The park will become ‘flexible, nonprogrammed beach front open space’ due to budget constraints.
Four months after announcing plans to close Chess Park following years of health and safety complaints, the City of Santa Monica announced on Thursday that it would begin removing benches and tables from the park on next Monday, Feb. 28.
In an information item posted to the City’s website, city staff wrote the park would not be closed, but would instead “become flexible, nonprogrammed beach front open space which could be activated by diverse users.”
Work to create the “uniform, flat surface” at the park was estimated to cost the City $6,500.
The plan was developed during an October 2021 Recreation and Parks Commission meeting, when commissioners voted to recommend closing the park following years of public drug sales, violent incidents, disruptive mental health crises and sexual activities reported there.
The .29-acre park, located just south of the Santa Monica Pier at Ocean Front Walk at Seaside Terrace, includes 14 large tables, each with four chess boards — though several have been removed — and 10 small tables with one chess board per table.
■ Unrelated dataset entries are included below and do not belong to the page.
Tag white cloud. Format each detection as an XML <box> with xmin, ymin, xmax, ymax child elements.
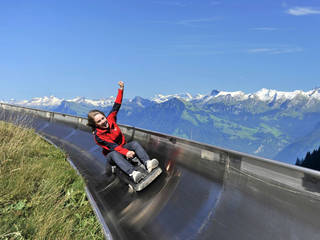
<box><xmin>153</xmin><ymin>1</ymin><xmax>190</xmax><ymax>7</ymax></box>
<box><xmin>287</xmin><ymin>7</ymin><xmax>320</xmax><ymax>16</ymax></box>
<box><xmin>248</xmin><ymin>47</ymin><xmax>303</xmax><ymax>55</ymax></box>
<box><xmin>251</xmin><ymin>27</ymin><xmax>278</xmax><ymax>31</ymax></box>
<box><xmin>210</xmin><ymin>1</ymin><xmax>221</xmax><ymax>6</ymax></box>
<box><xmin>177</xmin><ymin>17</ymin><xmax>218</xmax><ymax>25</ymax></box>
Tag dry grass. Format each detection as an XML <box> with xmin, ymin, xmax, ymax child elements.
<box><xmin>0</xmin><ymin>121</ymin><xmax>103</xmax><ymax>239</ymax></box>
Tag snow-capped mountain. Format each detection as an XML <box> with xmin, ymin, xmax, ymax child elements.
<box><xmin>151</xmin><ymin>88</ymin><xmax>320</xmax><ymax>103</ymax></box>
<box><xmin>1</xmin><ymin>88</ymin><xmax>320</xmax><ymax>163</ymax></box>
<box><xmin>2</xmin><ymin>88</ymin><xmax>320</xmax><ymax>107</ymax></box>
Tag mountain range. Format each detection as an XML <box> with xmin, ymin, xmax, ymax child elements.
<box><xmin>2</xmin><ymin>88</ymin><xmax>320</xmax><ymax>164</ymax></box>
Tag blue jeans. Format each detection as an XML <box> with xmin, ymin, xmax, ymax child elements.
<box><xmin>106</xmin><ymin>141</ymin><xmax>150</xmax><ymax>175</ymax></box>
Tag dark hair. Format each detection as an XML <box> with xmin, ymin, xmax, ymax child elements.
<box><xmin>87</xmin><ymin>109</ymin><xmax>106</xmax><ymax>132</ymax></box>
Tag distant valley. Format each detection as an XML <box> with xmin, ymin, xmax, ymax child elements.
<box><xmin>5</xmin><ymin>88</ymin><xmax>320</xmax><ymax>164</ymax></box>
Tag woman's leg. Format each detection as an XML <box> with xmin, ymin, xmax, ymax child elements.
<box><xmin>123</xmin><ymin>141</ymin><xmax>159</xmax><ymax>172</ymax></box>
<box><xmin>123</xmin><ymin>141</ymin><xmax>150</xmax><ymax>164</ymax></box>
<box><xmin>107</xmin><ymin>151</ymin><xmax>134</xmax><ymax>175</ymax></box>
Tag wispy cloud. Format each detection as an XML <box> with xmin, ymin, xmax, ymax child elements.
<box><xmin>251</xmin><ymin>27</ymin><xmax>278</xmax><ymax>32</ymax></box>
<box><xmin>153</xmin><ymin>17</ymin><xmax>220</xmax><ymax>27</ymax></box>
<box><xmin>248</xmin><ymin>47</ymin><xmax>303</xmax><ymax>55</ymax></box>
<box><xmin>210</xmin><ymin>1</ymin><xmax>221</xmax><ymax>6</ymax></box>
<box><xmin>176</xmin><ymin>17</ymin><xmax>219</xmax><ymax>26</ymax></box>
<box><xmin>153</xmin><ymin>1</ymin><xmax>190</xmax><ymax>7</ymax></box>
<box><xmin>286</xmin><ymin>7</ymin><xmax>320</xmax><ymax>16</ymax></box>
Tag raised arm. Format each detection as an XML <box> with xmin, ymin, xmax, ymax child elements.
<box><xmin>108</xmin><ymin>81</ymin><xmax>124</xmax><ymax>118</ymax></box>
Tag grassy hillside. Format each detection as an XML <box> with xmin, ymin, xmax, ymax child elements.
<box><xmin>0</xmin><ymin>121</ymin><xmax>104</xmax><ymax>239</ymax></box>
In addition, there is a large chess board set into the ground (though the accompanying oversized chess pieces have spent their days locked in a chain link cage since 2016).
“They’ve already had stabbings, they’ve already had serious injuries, there is active prostitution going on right now,” Commission Vice Chair Maryanne LaGuardia said at the time of the October meeting. “I think the best first step is to close it. I say that with great reluctance, but I don’t know what else we can do.”
The City’s Feb. 17 information item stated that, although general opinion was that the park had been rendered unusable due to criminal activity, there was no formal data collected on how often it was utilized for its intended purpose.
“A formal study of the park’s use has not been conducted; however, staff have anecdotally observed a handful of individuals regularly playing chess, but rarely observe multiple chess boards in use,” the report said. Elsewhere in the item, staff acknowledged consistent public safety calls for service due to activities witnessed at Chess Park.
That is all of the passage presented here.